The second step was tracing the implications through the pipeline. If the constraint matrices are fixed, then:
- The
enforce()calls that construct them are redundant (→ PCE) - The coefficient distribution can be pre-analyzed (→ specialized MatVec)
- The boolean variable indices can be pre-computed (→ pre-sorted MSM) The third step was checking for interactions with SnarkPack. The assistant investigated whether SnarkPack's aggregation mathematics could be "pushed down" into C2 computation. The conclusion — "no mathematical transposition" — required understanding both the Groth16 proving equations and the SnarkPack aggregation scheme at a deep level. The fourth step was cataloging what doesn't work. Each ruled-out approach represents a hypothesis that was tested and found invalid. The INTT pre-computation idea is particularly instructive — it seems plausible (linearity of NTT + linearity of MatVec = pre-compute INTT of matrix columns) until you compute the storage requirements and realize it's 500 PiB. The thinking process visible here is systematic, hypothesis-driven, and grounded in quantitative reasoning. Every claim is backed by an estimate or a calculation. Every ruled-out approach is accompanied by a clear justification. This is not intuition — it's engineering analysis at a deep level.
Conclusion
Message [msg 56] is a masterclass in technical communication: compact, precise, and densely informative. It answers a specific user question while simultaneously revealing the single largest optimization opportunity in the entire C2 proof generation pipeline. The insight that R1CS constraint matrices are identical for every proof — and that this property can be exploited through a Pre-Compiled Constraint Evaluator, specialized MatVec, and pre-computed MSM topology — fundamentally reframes the optimization landscape.

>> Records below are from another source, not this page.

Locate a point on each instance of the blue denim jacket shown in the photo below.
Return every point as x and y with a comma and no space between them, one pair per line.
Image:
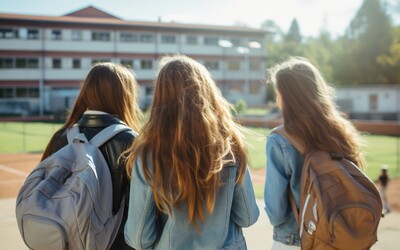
235,207
284,165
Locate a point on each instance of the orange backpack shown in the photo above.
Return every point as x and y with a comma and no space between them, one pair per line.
340,207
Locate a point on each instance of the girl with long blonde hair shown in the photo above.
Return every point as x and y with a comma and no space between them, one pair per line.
312,119
191,187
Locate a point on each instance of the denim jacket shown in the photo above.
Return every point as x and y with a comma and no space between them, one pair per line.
284,165
235,207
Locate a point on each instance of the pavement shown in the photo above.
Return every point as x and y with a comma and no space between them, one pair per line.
258,236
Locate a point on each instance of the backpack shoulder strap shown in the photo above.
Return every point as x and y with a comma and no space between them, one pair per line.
281,130
108,133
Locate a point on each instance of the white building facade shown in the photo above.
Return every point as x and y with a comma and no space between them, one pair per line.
377,102
44,59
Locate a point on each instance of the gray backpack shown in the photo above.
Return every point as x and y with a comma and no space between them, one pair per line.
66,202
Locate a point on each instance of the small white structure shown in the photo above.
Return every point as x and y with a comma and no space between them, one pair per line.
376,102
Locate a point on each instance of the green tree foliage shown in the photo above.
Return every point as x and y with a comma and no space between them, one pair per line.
294,35
391,62
369,36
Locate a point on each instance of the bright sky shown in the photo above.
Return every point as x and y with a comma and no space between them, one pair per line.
312,15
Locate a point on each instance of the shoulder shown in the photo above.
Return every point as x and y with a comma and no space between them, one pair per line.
277,140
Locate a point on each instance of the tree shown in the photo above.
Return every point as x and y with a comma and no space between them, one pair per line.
391,62
294,33
368,37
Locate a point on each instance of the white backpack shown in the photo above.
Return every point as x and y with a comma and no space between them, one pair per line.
66,202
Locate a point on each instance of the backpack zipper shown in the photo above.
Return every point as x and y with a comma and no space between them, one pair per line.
336,212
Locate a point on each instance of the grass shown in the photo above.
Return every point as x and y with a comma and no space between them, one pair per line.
378,150
18,137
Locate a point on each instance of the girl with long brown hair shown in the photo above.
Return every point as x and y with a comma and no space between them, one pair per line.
311,117
107,96
191,187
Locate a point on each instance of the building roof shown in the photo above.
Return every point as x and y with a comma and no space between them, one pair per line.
91,11
93,17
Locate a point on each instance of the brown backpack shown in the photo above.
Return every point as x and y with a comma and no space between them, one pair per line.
340,207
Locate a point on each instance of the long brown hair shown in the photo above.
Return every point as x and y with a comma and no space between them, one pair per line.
189,138
110,88
310,114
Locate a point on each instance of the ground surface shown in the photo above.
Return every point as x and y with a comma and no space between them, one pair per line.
15,167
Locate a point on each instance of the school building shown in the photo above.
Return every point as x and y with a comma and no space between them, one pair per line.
364,102
44,59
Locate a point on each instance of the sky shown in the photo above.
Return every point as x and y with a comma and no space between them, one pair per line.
312,15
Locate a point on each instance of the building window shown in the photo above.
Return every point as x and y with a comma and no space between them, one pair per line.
6,63
128,37
127,63
211,40
33,92
373,102
33,63
168,38
149,91
146,38
101,36
56,63
33,34
236,87
254,88
76,63
234,66
211,65
191,40
99,60
255,66
235,41
21,92
20,63
6,93
8,33
76,35
146,64
56,35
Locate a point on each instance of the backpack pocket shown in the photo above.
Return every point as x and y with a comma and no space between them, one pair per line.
43,233
363,223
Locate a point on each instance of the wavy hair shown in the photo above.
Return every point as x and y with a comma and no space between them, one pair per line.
189,138
309,111
110,88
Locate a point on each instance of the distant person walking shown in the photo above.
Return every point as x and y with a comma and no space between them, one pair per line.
311,117
190,185
383,181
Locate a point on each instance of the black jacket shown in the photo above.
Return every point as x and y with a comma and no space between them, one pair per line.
90,125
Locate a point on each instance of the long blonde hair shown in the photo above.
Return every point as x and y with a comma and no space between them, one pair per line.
110,88
189,138
310,114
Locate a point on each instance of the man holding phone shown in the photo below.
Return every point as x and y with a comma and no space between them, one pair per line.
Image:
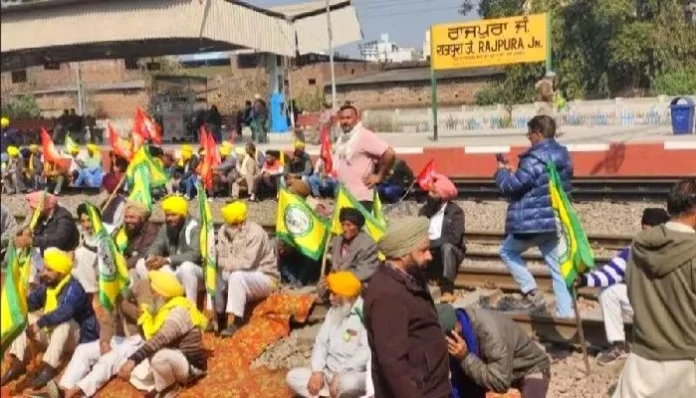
530,220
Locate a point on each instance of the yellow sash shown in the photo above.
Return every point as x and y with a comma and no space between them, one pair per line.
52,295
152,324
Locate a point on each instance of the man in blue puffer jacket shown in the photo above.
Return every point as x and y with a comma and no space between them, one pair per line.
530,220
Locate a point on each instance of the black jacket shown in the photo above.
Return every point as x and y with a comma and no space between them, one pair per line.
59,230
452,225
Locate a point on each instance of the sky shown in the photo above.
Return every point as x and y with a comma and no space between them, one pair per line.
404,20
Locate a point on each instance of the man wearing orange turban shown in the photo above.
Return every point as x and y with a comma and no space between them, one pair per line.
446,234
341,352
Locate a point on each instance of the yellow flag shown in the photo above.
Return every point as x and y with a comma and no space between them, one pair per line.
298,225
374,226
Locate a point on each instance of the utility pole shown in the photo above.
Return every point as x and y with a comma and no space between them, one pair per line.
331,60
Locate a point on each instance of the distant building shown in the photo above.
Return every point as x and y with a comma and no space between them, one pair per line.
384,50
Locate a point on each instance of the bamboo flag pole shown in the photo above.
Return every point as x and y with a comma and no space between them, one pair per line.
581,333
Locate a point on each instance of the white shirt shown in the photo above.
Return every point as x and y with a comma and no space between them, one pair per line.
435,229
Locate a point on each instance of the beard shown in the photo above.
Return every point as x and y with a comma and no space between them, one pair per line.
340,311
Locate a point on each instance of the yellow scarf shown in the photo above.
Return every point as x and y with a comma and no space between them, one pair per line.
52,295
152,324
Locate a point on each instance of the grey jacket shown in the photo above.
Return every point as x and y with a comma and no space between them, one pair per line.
506,353
186,248
7,224
360,258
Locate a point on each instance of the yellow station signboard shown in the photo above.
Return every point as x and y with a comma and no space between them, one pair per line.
489,42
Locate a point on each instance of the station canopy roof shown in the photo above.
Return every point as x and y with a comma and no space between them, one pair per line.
55,31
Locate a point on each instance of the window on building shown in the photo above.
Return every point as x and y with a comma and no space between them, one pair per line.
19,76
131,63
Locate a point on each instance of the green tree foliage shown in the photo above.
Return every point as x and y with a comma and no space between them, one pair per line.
20,107
604,48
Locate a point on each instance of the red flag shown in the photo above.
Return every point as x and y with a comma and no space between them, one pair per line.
51,154
146,127
425,177
325,154
120,146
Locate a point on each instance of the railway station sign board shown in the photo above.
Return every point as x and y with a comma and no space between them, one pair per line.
490,42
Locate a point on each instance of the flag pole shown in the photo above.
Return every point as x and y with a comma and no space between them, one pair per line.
114,193
581,333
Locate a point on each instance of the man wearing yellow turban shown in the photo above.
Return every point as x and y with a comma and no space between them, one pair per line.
66,308
89,171
174,343
177,247
341,352
247,265
300,163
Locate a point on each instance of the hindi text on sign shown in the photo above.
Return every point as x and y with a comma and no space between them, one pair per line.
490,42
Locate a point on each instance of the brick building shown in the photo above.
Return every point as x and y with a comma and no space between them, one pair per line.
407,85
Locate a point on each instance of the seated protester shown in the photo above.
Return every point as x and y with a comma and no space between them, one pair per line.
34,170
90,172
55,227
341,351
86,267
112,216
174,341
177,248
248,167
13,178
247,268
613,296
226,172
139,232
66,308
94,364
354,250
267,180
8,226
446,234
489,352
188,166
396,183
321,182
295,268
300,165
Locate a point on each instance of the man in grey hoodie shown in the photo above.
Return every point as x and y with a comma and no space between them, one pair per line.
661,281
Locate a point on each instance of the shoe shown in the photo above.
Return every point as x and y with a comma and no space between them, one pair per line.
229,331
45,374
616,352
16,370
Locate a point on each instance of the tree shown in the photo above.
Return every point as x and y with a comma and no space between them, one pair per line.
22,106
603,48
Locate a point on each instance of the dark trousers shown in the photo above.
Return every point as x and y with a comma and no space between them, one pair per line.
445,264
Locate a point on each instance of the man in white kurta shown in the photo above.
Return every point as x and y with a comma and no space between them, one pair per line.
247,265
341,352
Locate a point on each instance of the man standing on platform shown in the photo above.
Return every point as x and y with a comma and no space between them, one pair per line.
358,152
530,220
660,276
177,247
409,355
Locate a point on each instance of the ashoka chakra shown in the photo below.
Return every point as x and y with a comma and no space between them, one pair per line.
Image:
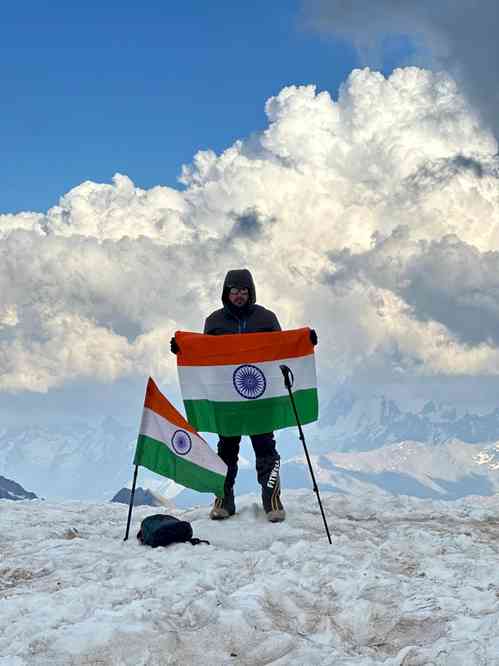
181,442
249,381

The message also demonstrates intellectual rigor by clearly delineating what doesn't work, preventing wasted effort on infeasible approaches. And it shows architectural thinking by identifying the SnarkPack co-design opportunity even while ruling out mathematical transpositions.

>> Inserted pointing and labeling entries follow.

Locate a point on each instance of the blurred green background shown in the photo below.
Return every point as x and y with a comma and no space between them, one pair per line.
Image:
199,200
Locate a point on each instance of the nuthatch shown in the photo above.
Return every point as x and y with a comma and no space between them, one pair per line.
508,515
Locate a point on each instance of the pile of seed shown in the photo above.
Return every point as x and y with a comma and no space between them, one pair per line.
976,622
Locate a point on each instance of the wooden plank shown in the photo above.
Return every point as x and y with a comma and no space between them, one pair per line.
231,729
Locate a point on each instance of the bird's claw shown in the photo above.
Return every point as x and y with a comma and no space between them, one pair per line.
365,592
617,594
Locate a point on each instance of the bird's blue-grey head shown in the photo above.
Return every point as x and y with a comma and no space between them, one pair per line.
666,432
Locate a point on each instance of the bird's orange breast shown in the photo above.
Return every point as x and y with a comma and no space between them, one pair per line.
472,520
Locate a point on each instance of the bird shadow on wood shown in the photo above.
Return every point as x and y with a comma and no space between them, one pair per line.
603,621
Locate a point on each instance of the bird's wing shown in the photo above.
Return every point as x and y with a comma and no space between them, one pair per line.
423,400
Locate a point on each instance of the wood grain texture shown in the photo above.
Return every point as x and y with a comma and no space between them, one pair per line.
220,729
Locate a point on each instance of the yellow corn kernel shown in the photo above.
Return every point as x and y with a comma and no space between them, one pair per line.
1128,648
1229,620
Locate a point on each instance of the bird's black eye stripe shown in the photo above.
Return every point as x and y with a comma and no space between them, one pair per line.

In the broader context of the investigation, this message represents the culmination of a multi-week deep dive that produced five optimization proposals, a comprehensive background document, and a total impact assessment showing a path from ~360s per proof at ~$0.083/proof to ~35-45s per proof at ~$0.004/proof — roughly 10x throughput improvement and 20x cost reduction. The constraint-shape insight is the key that unlocks the largest portion of that improvement.

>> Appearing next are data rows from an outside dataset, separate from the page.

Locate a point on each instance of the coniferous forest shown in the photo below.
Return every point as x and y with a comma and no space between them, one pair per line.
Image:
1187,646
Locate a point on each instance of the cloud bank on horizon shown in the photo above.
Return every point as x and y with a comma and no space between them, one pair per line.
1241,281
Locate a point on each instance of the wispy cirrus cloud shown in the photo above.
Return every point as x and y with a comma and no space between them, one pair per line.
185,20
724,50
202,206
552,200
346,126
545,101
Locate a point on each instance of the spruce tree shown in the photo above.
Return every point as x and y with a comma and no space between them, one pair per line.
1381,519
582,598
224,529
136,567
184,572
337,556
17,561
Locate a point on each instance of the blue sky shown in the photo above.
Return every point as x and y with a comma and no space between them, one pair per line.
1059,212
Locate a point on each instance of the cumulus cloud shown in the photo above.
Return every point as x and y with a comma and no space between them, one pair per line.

For anyone working on Groth16 proof generation, Filecoin storage proofs, or high-performance zero-knowledge proving in general, this message contains lessons that extend far beyond the specific context: look for deterministic structure in your computation, question whether work is being duplicated across proofs, and always be willing to rule out approaches with clear, quantitative reasoning.